Si du lundi au vendredi de 7h30 à 18h et pas le mercredi après-midi. Mais j’ai du mal à avoir le planning 1 mois a l’avance et même malgré cela, 3 erreurs la semaine dernière sur les horaires et demande de changements d’horaires régulier comme échanger l’heure d’arrivée entre le jeudi et le vendredi, repousser  l’heure d’arrivée donc finir plus tard car prise de rdv pour l’enfant....


----------



## GénéralMétal1988 (11 Juillet 2022)

Dans ce cas remettez les pendules à l'heure !  Sinon du stress inutile et impossibilité pour vous de vous organiser.  Si à l'avenir vous acceptez des contrats avec planning variable mettez'un délai de prévenance plus long.


----------



## liline17 (12 Juillet 2022)

voici 2 exemples de clauses à mettre sur les contrats à planning, pour vous sécuriser:
CONTRATS A HORAIRES VARIABLES

L’accueil hebdomadaire sera de 20h, avec une amplitude horaire de 7h30 (exemple) à 18h30 (exemple) du lundi au vendredi.
Le planning hebdomadaire devra être fourni 1 (ou 2) semaines à l'avance, à défaut de planning fourni dans les temps, sera pris en compte celui de la semaine précédente."
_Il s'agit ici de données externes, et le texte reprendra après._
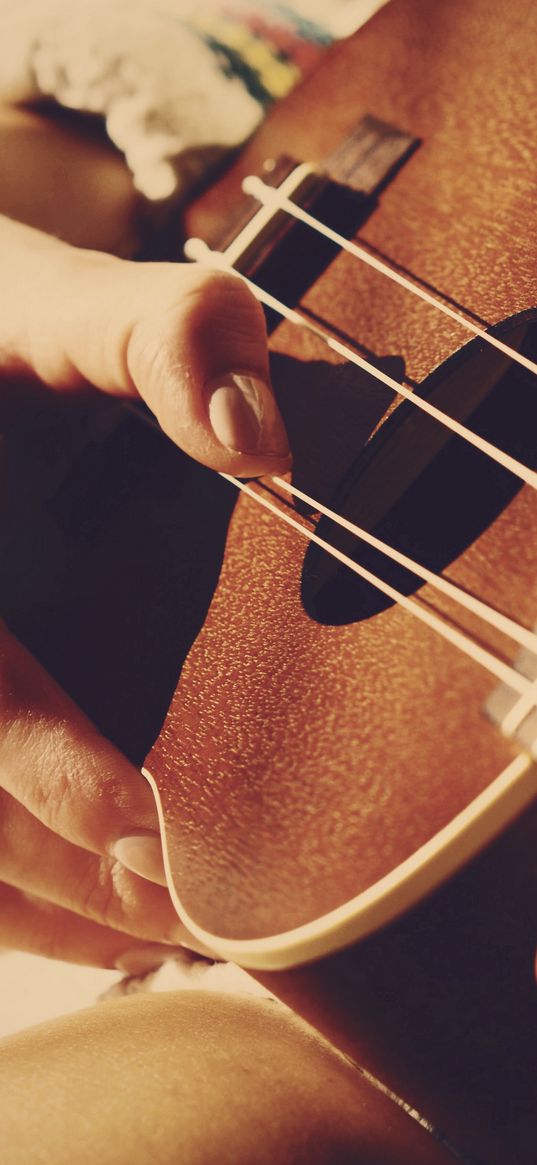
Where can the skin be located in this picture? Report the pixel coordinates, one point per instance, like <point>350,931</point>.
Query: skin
<point>192,1077</point>
<point>71,317</point>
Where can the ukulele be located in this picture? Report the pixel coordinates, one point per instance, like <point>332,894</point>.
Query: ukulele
<point>333,749</point>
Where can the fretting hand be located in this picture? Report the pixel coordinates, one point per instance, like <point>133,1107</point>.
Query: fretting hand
<point>76,818</point>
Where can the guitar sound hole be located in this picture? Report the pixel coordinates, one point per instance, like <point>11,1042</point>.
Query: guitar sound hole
<point>428,494</point>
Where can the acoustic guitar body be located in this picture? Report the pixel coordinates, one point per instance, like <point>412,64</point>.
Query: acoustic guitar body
<point>337,792</point>
<point>320,738</point>
<point>308,760</point>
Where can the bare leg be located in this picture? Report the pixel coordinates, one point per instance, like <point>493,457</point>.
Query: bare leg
<point>196,1078</point>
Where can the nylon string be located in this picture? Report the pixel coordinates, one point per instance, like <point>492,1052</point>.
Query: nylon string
<point>197,251</point>
<point>507,675</point>
<point>270,196</point>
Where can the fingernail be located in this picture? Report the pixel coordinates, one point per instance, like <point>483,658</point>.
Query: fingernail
<point>142,959</point>
<point>245,417</point>
<point>142,854</point>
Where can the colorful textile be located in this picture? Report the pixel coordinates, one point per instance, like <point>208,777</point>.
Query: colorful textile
<point>177,82</point>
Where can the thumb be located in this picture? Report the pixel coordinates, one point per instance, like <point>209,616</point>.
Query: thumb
<point>191,343</point>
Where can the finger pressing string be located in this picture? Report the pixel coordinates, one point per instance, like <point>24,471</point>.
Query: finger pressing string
<point>197,251</point>
<point>191,343</point>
Que si le planning n'est pas fourni dans le délai, il sera appliqué le planning de la semaine précédente.
Que toutes heures en dehors sera réglées en HC

2. Que l'AM se reserve le droit de refuser de faire des HC.

3. Que toute HC que l AM n'a pas acceptées et qui sont imposées (retard le soir) par les parents sera de 10€ brut

4. Que passé 15 min de retard l AM effectuera les sorties, ou activités prévues, à charges au parents de la rejoindre ou d'attendre son retour.


----------



## liline17 (12 Juillet 2022)

FERIES PLANNINGS VARIABLES

Clause supérieur à la CCN : Les semaines où sera inclus un jour férié, le nombre d'heures de travail ainsi que le nombre de jour de travail seront diminués au prorata du nombre d'heure hebdomadaire signé au contrat.
Exemple : Le contrat est de 27h/semaines sur 3 jours variables du lundi au vendredi.
Lors d'une semaine comprenant un jour férié l'assistante maternelle ne devra travailler que 18h
(27h/3jours = 9h x 2 jours =18h) sur 2 jours.

"Jours fériés : (Art 11 ccn) (clause contractuelle Art supérieur à la ccn) :
- Tous les jours fériés sont chômés et payés sans condition.
- Les cotisations salariales et patronales n’étant pas à la charge de l’employeur, les assistantes maternelles ne sont pas concernées par la journée de solidarité : lundi de pentecôte férié.
- En cas de planning variable, avec contrat de moins de 5 jours d’accueil par semaine, et jour de repos non fixe, le jour férié tombant pendant la semaine d’accueil sera automatiquement considéré comme un jour qui aurait dû être travaillé (si normalement 4 jours d’accueil par semaine, alors il restera 3 jours d’accueil la semaine du jour férié).


----------



## GénéralMétal1988 (12 Juillet 2022)

liline17 a dit: 


> voici 2 exemples de clauses à mettre sur les contrats à planning, pour vous sécuriser:
> CONTRATS A HORAIRES VARIABLES
> 
> L’accueil hebdomadaire sera de 20h, avec une amplitude horaire de 7h30 (exemple) à 18h30 (exemple) du lundi au vendredi.
> ...


Bonjour cet exemple est très bien, par contre le délai de remise planning est trop court. 1 mois mini me semble plus adapté.


----------



## liline17 (12 Juillet 2022)

bien sur, il s'agit d'un exemple, ensuite, on mets les délais que l'on souhaite, mais c'est vrai que c'est un peu court


----------



## Arc en ciel (12 Juillet 2022)

Super. Merci beaucoup.


----------